High performance computing is a field in which engineers often require knowledge of many different areas. An HPC developer must implement a solution to a problem which comes from ‘real’ science, but they also need to understand computer hardware and software. Understanding and improving the performance of an application is a difficult challenge and tools that can help are usually welcome.

In this article we will discuss how to understand the factors which frequently limit the performance of code on modern hardware, and, in particular the issue of data movement. When we are optimizing our objective is to determine which hardware resource the code is exhausting (there must be one, otherwise it would run faster!), and then see how to modify the code to reduce its need for that resource. It is therefore essential to understand the maximum theoretical performance of that aspect of the machine, since if we are already achieving the peak performance we should give up, or choose a different algorithm.

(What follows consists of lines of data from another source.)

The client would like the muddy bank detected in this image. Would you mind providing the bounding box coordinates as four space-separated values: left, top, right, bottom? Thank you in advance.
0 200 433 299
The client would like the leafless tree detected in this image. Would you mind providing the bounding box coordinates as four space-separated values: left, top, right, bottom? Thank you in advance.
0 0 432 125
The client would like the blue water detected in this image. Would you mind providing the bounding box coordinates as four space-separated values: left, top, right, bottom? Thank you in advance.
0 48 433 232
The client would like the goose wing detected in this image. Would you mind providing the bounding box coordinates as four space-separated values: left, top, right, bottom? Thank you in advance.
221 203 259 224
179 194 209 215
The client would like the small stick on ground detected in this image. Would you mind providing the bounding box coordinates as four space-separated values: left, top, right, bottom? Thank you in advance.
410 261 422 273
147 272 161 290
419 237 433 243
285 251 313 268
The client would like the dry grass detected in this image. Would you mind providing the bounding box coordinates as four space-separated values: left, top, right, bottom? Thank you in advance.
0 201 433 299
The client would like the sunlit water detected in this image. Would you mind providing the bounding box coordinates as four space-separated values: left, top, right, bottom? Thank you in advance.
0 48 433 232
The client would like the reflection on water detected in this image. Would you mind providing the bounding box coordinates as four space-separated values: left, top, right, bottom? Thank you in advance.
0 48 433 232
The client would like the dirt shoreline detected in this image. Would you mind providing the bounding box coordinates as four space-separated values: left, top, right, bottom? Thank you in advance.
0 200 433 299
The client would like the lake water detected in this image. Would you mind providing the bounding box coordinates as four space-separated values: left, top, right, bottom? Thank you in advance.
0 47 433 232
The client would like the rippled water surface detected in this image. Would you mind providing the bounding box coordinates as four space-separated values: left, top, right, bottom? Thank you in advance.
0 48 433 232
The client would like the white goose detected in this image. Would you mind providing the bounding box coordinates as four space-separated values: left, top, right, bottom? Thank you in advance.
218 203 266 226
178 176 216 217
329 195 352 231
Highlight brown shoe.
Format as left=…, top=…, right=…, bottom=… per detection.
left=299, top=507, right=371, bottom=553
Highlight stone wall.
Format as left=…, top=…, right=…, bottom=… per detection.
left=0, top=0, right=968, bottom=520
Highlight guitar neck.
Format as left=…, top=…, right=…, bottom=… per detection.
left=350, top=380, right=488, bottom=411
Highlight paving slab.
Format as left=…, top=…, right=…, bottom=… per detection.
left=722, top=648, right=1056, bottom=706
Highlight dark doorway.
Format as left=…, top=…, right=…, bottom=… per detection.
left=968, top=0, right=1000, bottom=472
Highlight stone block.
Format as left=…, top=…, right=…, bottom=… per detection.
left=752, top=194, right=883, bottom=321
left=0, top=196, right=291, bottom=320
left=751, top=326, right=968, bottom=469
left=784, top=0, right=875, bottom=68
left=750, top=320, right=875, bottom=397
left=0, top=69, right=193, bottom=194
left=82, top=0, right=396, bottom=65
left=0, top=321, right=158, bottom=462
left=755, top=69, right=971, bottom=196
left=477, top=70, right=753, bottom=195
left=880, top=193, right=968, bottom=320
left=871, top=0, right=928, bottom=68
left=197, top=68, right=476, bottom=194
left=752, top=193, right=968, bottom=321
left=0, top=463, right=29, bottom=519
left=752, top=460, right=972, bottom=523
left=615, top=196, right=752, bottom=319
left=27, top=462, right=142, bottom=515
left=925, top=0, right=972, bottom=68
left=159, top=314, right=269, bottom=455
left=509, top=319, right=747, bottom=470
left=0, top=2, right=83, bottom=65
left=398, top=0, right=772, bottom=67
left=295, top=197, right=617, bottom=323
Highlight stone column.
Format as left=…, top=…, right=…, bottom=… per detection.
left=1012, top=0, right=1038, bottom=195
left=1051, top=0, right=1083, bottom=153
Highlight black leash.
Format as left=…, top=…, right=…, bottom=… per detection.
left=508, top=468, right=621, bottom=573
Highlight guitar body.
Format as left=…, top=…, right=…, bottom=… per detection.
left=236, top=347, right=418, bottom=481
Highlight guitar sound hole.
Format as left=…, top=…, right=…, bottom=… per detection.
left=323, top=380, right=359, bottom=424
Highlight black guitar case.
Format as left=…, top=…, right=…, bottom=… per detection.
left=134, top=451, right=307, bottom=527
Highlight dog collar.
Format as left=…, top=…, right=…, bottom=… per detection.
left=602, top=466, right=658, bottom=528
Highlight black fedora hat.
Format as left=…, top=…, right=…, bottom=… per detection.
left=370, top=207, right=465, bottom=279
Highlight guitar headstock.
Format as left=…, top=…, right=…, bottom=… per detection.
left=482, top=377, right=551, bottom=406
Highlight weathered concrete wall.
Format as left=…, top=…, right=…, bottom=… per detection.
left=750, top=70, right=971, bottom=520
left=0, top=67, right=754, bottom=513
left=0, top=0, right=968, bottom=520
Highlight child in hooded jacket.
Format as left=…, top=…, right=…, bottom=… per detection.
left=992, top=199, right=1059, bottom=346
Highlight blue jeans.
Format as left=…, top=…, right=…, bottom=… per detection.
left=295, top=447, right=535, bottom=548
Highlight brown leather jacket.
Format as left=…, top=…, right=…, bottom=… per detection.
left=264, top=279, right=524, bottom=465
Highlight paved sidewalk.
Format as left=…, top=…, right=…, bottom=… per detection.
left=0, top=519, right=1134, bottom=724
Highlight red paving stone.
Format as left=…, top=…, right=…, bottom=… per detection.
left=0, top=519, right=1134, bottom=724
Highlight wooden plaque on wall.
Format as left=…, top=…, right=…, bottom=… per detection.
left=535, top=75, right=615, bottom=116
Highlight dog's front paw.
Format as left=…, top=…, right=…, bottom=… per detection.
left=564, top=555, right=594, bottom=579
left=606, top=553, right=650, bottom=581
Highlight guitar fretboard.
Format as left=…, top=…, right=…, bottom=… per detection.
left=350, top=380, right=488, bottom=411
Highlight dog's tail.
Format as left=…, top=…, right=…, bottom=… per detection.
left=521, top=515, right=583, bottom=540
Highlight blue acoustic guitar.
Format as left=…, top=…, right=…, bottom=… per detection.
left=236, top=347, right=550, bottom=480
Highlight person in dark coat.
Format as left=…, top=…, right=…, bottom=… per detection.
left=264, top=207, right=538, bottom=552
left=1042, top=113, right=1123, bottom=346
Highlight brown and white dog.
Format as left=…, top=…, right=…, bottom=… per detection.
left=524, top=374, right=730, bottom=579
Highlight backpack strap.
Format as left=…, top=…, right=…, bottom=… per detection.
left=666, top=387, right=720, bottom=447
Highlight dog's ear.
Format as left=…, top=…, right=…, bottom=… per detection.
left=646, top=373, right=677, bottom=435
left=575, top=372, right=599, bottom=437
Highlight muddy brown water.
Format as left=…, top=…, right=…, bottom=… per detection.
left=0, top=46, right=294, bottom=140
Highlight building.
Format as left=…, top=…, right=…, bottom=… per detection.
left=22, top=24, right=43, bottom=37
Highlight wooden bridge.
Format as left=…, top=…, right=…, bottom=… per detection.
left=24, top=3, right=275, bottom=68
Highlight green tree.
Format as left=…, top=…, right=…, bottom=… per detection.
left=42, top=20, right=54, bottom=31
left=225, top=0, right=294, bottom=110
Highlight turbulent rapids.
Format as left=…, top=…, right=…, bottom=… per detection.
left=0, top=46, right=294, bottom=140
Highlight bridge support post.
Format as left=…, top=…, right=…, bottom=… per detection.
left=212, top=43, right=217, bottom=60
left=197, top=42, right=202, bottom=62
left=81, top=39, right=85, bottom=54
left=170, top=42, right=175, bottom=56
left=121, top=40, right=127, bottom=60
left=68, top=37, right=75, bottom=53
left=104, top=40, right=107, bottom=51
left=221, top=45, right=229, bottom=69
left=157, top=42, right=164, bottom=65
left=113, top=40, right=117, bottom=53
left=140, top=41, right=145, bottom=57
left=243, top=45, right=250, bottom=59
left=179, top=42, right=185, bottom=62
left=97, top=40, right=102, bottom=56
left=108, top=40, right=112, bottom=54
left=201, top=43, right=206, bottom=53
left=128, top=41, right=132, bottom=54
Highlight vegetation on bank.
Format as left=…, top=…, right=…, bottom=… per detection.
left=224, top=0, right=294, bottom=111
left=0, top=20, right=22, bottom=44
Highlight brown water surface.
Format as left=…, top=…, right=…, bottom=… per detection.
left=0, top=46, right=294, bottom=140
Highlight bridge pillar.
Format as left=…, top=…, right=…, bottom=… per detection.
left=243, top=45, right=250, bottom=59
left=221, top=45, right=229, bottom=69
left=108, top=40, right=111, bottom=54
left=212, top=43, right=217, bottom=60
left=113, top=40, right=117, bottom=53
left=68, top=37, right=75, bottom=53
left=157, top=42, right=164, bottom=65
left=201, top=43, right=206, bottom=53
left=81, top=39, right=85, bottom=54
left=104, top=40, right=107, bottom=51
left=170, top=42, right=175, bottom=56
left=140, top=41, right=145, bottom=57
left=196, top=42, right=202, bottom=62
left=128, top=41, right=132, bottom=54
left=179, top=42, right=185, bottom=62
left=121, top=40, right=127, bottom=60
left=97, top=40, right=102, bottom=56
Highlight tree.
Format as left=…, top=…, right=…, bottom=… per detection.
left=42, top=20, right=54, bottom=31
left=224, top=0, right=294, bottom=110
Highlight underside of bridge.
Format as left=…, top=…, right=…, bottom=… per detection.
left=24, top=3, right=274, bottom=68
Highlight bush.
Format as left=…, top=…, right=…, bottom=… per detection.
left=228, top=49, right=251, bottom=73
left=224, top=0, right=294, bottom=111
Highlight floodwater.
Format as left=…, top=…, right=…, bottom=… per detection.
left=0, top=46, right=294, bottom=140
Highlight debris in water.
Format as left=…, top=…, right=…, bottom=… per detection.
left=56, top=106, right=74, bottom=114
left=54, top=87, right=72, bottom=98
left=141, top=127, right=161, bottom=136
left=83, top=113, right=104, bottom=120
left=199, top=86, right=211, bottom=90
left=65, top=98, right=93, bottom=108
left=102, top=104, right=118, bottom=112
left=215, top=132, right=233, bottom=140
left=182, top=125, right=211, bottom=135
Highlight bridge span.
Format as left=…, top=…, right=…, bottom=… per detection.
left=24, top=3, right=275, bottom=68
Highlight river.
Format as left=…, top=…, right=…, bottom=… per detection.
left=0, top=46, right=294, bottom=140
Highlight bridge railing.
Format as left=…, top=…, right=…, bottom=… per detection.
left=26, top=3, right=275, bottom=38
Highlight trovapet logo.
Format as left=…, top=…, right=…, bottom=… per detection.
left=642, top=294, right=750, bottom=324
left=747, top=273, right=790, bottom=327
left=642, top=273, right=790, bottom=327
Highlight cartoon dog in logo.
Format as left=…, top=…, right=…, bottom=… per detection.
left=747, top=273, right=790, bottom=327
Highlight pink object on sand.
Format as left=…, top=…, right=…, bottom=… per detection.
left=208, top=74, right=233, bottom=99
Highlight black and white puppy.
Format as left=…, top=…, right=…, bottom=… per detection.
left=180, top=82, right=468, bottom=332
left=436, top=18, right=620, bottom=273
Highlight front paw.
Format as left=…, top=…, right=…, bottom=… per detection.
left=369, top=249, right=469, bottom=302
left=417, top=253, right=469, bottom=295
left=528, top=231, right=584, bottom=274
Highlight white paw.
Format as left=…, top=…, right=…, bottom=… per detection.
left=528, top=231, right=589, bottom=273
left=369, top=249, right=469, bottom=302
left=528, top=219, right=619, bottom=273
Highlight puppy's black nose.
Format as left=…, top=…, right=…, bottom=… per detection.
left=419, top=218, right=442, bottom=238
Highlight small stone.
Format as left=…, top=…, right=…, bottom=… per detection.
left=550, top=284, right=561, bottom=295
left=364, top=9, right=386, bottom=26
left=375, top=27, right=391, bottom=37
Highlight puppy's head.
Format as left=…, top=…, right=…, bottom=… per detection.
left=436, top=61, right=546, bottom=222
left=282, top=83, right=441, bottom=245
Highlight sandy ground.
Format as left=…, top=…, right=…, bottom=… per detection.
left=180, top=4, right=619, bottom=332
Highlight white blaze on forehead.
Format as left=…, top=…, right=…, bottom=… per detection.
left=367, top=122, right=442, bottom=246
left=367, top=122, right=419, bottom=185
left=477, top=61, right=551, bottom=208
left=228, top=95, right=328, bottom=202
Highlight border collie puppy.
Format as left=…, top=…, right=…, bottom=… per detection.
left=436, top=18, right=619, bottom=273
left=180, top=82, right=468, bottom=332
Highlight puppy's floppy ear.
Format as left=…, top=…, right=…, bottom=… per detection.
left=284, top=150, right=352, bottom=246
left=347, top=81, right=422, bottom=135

The Roofline model provides us with a way to understand the trade-off between data-movement and computation so that we can understand which factor is limiting our code, and how close to the limit we are. It has been heavily used recently to characterize HPC applications and understand their potential for performance improvement. Intel Advisor implemented a Cache Aware Roofline Model (CARM) a few years ago. This provides a very powerful way to characterize HPC applications. More recently, the software implemented an additional version of the Roofline model called the Integrated Roofline, which allows it to detect specific bottlenecks related to threading and vectorization, as well as inefficient data transfers between each level of memory (Level 1 cache, Level 2 cache, Level 3 cache, memory).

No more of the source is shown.